На следующее утро он улетал. Но вечером еще успел сводить нас в театр, на рок-оперу "Иисус Христос – суперзвезда". Мне понравилось чрезвычайно, я тут же купила себе пластинку. И им тоже понравилось. В машине по дороге в гостиницу мы обсуждали музыку и главного персонажа.
Я, несколько преувеличивая от восторга, сказала, что для меня это как бы параллель к "Страстям по Иоанну" Баха. Дадо сказал, что "Страстей" не слышал, но что герой оперы Христос – очень увлекательная личность. Страстная и бесстрашная. Что людей таких среди нас очень мало, что все они, как правило, безумцы, но без них жизнь была бы гораздо бесцветнее и безвкуснее. Жаль, что из него сделали бога, сказал Дадо, как человек он куда интереснее. Я была полностью с ним согласна, и слова его не показались мне чем-то необычным. Это потом, в Израиле, я поняла, насколько они для этой страны необычные. Мне не раз доводилось встречать правоверных евреев, совсем не фанатиков, которые чуть не до истерики боялись самого имени Иисуса Христа. Я вспоминала реакцию Дадо и каждый раз думала, какой это был разумный, непредубежденный и цивилизованный человек.
Да, был. Его давно уже нет. И ушел он из жизни рано, незаслуженно оплеванный.

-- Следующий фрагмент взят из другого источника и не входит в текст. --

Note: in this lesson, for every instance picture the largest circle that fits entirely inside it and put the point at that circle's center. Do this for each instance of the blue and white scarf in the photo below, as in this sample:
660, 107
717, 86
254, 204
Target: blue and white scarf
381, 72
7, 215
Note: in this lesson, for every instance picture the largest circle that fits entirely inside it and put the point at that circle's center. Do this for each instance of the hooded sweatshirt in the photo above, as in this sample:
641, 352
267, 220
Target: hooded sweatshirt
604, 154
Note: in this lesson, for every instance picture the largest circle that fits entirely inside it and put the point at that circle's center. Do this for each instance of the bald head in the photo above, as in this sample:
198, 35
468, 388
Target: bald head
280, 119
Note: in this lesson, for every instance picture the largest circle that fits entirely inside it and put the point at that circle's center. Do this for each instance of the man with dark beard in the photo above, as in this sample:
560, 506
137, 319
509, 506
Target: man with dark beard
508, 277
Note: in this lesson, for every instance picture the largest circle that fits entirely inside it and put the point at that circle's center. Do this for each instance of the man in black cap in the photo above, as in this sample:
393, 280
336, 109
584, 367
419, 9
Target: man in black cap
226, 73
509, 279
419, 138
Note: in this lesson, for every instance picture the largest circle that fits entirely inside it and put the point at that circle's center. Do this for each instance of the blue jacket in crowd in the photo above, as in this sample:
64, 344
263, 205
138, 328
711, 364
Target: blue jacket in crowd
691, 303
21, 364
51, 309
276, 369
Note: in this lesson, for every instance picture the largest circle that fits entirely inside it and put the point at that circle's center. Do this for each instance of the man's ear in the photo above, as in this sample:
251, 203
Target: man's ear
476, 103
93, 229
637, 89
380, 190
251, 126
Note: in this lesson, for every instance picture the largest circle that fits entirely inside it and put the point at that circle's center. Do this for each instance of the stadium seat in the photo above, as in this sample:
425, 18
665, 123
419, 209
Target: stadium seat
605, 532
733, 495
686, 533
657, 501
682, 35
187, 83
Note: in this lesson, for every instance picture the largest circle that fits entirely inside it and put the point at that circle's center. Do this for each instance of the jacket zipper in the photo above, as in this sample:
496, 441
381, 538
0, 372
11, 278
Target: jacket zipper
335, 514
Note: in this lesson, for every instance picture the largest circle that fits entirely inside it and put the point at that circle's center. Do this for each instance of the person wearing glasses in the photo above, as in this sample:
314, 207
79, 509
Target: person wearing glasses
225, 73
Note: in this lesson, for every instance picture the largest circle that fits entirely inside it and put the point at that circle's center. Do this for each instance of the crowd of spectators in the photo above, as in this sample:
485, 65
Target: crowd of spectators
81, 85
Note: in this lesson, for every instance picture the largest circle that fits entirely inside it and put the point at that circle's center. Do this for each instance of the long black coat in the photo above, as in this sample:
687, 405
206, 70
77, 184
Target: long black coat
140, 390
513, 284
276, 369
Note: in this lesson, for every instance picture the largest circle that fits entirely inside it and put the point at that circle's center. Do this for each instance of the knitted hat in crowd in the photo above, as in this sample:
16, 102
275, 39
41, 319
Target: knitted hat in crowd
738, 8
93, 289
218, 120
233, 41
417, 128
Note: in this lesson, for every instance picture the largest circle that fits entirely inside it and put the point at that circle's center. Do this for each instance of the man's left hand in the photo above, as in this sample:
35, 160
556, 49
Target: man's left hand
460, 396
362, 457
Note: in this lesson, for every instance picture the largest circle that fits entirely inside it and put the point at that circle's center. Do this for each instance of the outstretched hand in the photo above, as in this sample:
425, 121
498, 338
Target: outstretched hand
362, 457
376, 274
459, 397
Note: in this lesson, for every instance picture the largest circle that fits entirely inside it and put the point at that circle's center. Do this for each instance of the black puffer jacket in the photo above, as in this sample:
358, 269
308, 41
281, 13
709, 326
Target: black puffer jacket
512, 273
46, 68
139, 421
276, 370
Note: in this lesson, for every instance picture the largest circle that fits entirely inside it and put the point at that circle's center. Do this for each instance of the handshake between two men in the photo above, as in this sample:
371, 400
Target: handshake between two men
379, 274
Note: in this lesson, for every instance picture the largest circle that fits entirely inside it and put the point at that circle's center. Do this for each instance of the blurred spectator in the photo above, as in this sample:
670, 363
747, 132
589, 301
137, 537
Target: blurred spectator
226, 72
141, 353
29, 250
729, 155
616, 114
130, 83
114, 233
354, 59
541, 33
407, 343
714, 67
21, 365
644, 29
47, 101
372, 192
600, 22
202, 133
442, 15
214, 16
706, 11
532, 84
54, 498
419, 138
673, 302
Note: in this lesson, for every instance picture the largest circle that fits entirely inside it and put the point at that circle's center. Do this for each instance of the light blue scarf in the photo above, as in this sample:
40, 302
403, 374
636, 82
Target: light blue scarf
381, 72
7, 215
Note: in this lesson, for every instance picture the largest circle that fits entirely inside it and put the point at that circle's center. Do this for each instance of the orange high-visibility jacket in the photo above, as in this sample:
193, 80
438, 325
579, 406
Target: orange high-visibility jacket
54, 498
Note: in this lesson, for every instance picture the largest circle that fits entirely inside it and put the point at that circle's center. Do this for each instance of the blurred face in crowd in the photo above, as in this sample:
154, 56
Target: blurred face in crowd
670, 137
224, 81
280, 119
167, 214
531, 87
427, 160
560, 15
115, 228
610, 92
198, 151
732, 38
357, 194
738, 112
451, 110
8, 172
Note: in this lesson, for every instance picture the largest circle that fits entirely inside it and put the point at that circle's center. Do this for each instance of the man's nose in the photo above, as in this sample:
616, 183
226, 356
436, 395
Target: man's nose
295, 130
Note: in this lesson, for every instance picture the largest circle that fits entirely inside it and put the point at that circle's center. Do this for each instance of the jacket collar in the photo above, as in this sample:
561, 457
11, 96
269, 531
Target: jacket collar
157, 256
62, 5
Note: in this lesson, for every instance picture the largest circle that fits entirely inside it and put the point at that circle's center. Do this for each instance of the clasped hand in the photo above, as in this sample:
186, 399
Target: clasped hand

Жена Дадо недаром боялась его высокого и ответственного поста. Через два года началась война Судного дня. Началась тяжело и неудачно, со многими потерями и поражениями. Сразу и на севере, и на юге. Не мое дело анализировать подготовку к войне и ее ведение, но факт, что она почему-то оказалась неожиданностью для главных наших вождей, в то время как вся страна жила в ожидании ее со дня на день. Дадо предлагал заранее объявить всеобщую мобилизацию резервистов, но сделали это, только когда война уже началась. Закончилась она вроде бы нашей победой, но как-то не совсем. Очень дорого обошлась нам эта нетвердая победа.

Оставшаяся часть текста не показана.